Kijak's Jungian theorizing aside, the decade that spawned "The Partridge Family" and the Bay City Rollers is staying alive. Tonight's WPLJ-sponsored "Disco Dance Party" at the Paramount - which strives to recapture the spirit of 1976 or thereabouts with performances by the Village People, Evelyn (Champagne) King and others - sold out in four days; to satisfy the demand, a second concert, scheduled for last night, was added.
And about one month ago, Polly Esther's (1487 First Ave. between 77th and 78th Streets, {212} 628-4477) opened its doors on the Upper East Side's scattered bar strip. On weekends, this narrow watering hole gets so packed that the waiting time on the line outside can easily exceed an hour - if management determines you have a chance to get in at all.

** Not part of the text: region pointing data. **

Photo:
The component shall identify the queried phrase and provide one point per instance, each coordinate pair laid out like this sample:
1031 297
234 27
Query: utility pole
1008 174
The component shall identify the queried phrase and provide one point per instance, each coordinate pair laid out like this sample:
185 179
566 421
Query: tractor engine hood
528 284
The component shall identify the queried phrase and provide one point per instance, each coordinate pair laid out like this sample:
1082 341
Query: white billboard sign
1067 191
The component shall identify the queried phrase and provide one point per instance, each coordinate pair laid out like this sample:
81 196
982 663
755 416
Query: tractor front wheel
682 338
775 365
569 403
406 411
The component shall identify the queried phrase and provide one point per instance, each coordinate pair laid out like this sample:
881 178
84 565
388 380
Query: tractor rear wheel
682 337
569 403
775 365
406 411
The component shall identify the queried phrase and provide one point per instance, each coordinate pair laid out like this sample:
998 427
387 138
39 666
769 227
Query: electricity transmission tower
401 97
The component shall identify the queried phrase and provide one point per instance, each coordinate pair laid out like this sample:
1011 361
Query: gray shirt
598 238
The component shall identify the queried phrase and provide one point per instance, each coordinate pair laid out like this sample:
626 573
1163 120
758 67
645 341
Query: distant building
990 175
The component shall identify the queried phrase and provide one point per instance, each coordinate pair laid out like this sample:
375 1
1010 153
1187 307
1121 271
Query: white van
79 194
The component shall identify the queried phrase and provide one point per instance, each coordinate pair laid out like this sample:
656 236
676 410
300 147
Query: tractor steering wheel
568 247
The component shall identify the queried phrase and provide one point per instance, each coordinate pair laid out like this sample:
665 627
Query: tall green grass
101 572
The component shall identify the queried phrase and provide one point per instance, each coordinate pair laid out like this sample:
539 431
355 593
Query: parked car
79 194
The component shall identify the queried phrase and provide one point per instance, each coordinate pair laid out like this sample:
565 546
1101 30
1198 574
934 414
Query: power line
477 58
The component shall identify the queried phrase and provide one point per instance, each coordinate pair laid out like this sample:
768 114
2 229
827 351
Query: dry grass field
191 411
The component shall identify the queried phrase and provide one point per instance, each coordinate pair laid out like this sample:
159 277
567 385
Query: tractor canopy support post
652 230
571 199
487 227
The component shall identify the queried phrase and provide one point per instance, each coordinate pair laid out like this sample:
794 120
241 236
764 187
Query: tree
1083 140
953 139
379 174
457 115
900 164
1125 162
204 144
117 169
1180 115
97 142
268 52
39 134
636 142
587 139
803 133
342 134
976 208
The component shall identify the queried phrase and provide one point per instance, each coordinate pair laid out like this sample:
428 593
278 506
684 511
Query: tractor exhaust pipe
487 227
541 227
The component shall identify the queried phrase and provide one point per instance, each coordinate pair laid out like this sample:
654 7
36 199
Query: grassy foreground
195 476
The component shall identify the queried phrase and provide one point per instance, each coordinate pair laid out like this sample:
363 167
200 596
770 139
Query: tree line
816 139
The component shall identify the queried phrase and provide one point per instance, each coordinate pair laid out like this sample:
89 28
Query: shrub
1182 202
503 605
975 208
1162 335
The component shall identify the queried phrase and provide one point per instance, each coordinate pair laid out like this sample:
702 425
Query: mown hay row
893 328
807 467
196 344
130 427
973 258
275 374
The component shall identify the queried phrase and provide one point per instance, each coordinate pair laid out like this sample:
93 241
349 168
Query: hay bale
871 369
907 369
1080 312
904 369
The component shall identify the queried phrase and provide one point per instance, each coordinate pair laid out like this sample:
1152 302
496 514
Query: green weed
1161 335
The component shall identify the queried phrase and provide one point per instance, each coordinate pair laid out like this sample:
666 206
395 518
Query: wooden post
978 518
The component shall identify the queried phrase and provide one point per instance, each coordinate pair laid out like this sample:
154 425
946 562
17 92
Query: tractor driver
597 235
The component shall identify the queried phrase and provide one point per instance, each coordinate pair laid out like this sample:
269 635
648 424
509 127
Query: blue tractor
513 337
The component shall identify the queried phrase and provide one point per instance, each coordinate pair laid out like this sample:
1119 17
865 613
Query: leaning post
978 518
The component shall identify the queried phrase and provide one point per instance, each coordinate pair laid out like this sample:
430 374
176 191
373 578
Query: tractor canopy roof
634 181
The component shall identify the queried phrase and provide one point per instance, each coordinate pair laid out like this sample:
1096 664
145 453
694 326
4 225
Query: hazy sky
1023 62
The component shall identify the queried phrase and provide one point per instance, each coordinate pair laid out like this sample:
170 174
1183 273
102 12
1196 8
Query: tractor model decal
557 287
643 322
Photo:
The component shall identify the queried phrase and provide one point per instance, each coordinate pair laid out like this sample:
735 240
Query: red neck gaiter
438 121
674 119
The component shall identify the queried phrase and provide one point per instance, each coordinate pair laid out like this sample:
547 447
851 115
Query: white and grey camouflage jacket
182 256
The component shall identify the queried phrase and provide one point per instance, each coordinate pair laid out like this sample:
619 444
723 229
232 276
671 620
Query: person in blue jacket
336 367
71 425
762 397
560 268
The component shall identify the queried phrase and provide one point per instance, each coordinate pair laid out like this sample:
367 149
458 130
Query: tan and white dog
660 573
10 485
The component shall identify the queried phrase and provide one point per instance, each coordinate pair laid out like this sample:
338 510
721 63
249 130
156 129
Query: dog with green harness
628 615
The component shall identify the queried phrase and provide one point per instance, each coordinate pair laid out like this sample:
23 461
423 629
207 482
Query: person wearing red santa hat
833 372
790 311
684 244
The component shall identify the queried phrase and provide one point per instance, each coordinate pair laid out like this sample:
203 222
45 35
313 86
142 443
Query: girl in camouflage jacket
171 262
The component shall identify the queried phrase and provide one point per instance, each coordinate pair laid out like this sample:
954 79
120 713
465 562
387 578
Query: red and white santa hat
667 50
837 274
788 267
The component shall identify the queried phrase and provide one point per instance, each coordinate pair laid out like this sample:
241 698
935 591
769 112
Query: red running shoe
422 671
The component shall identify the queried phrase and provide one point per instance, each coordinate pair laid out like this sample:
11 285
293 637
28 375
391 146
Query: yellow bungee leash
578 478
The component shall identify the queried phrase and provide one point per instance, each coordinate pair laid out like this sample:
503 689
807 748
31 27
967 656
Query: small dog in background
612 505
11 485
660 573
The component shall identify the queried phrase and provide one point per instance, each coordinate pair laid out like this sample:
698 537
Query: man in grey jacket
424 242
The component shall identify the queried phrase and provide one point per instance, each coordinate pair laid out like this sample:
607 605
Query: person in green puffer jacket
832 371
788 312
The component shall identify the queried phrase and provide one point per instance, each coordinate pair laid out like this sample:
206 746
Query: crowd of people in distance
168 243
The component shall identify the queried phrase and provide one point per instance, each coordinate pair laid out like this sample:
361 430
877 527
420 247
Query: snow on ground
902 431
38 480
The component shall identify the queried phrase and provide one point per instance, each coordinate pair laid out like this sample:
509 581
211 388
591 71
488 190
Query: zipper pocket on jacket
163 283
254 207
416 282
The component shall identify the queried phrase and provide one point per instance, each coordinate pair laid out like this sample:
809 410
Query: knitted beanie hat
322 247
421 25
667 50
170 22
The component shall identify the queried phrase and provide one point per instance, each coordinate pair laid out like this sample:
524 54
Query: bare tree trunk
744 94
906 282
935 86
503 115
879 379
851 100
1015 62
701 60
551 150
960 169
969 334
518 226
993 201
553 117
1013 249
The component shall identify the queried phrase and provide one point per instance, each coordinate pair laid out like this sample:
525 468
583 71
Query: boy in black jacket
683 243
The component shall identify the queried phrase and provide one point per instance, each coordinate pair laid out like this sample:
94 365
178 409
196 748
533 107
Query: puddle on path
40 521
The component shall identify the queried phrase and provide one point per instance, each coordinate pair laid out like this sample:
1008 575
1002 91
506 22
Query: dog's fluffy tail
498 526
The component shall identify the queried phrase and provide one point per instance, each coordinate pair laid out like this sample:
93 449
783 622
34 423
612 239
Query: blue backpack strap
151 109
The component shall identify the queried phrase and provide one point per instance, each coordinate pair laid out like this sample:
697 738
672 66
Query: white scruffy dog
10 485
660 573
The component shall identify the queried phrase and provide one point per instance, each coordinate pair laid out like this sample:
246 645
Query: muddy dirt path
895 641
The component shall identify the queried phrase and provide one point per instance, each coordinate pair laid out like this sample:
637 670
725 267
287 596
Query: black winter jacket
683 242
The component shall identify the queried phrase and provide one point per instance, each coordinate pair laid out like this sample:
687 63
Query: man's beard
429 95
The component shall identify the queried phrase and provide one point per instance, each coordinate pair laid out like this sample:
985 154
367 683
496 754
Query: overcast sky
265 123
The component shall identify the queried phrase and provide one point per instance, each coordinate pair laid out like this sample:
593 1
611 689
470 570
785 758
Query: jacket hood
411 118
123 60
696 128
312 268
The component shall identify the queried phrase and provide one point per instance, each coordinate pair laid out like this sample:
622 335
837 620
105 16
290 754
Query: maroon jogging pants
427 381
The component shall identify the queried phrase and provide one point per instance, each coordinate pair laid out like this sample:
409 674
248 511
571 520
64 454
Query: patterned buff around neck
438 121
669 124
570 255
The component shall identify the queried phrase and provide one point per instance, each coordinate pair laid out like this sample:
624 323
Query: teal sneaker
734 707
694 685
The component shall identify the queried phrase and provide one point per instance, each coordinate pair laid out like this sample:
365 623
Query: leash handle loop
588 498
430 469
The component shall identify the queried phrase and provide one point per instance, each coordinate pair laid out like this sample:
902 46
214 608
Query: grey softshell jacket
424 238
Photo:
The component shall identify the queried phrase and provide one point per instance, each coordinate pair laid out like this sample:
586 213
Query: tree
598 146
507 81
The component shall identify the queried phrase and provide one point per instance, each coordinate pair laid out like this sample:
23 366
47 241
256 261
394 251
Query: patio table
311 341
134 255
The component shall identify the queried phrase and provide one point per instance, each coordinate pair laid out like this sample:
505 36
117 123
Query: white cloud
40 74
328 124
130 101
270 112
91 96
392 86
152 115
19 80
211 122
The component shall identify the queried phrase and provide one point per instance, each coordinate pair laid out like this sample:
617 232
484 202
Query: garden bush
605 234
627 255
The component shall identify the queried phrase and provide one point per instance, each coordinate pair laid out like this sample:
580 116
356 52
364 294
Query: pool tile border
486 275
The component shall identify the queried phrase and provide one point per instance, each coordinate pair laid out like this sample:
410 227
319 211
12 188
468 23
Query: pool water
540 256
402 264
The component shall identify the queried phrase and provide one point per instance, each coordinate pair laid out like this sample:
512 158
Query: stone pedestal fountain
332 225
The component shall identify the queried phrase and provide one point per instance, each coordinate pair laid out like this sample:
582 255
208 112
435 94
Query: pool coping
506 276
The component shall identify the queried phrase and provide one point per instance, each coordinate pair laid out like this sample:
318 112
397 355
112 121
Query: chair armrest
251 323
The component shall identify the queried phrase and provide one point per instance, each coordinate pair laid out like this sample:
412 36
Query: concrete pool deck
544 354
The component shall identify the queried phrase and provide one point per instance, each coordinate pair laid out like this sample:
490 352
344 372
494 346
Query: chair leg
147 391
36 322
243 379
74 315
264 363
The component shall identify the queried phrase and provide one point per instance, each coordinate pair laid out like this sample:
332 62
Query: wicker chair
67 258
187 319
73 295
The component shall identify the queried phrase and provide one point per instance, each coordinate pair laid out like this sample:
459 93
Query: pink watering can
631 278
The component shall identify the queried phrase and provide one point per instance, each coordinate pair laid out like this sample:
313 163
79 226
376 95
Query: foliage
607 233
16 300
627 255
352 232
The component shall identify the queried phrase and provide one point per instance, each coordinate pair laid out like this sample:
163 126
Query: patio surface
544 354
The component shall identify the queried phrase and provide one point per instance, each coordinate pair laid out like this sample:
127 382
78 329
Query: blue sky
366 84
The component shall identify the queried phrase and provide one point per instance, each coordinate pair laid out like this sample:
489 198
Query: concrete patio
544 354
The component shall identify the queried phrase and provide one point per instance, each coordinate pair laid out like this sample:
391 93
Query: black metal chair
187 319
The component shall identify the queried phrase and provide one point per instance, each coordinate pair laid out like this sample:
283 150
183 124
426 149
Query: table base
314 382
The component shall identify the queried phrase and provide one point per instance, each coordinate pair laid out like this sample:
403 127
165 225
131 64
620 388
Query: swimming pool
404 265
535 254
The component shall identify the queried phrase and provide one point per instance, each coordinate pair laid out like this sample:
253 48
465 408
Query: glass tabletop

In terms of decor, Polly Esther's doesn't just acknowledge the '70s - it glorifies them. Beyond the bar's wall-high Sasson logo, which can be seen from the street, Farrah Fawcett (who, trapped in time, is referred to here with her hyphenated Majors) smiles toothily from a poster, flanked by Erik Estrada and Olivia Newton-John. Behind the bar, a life-size Darth Vader occasionally - if anachronistically - spews smoke, and in the jukebox, the CD options include Boz Scaggs, K.C. & the Sunshine Band and Abba.
In the middle of Polly Esther's, patrons pass through the mouth of a 15-foot-high replica of Gene Simmons' head - with linoleum-tiled tongue and beer-mug-induced chips on his papier-mache gums. From there, the room widens to incorporate a seating area lit from beneath with a "Saturday Night Fever"-issue dance floor. Just beyond it is a room carpeted with Twister instructions.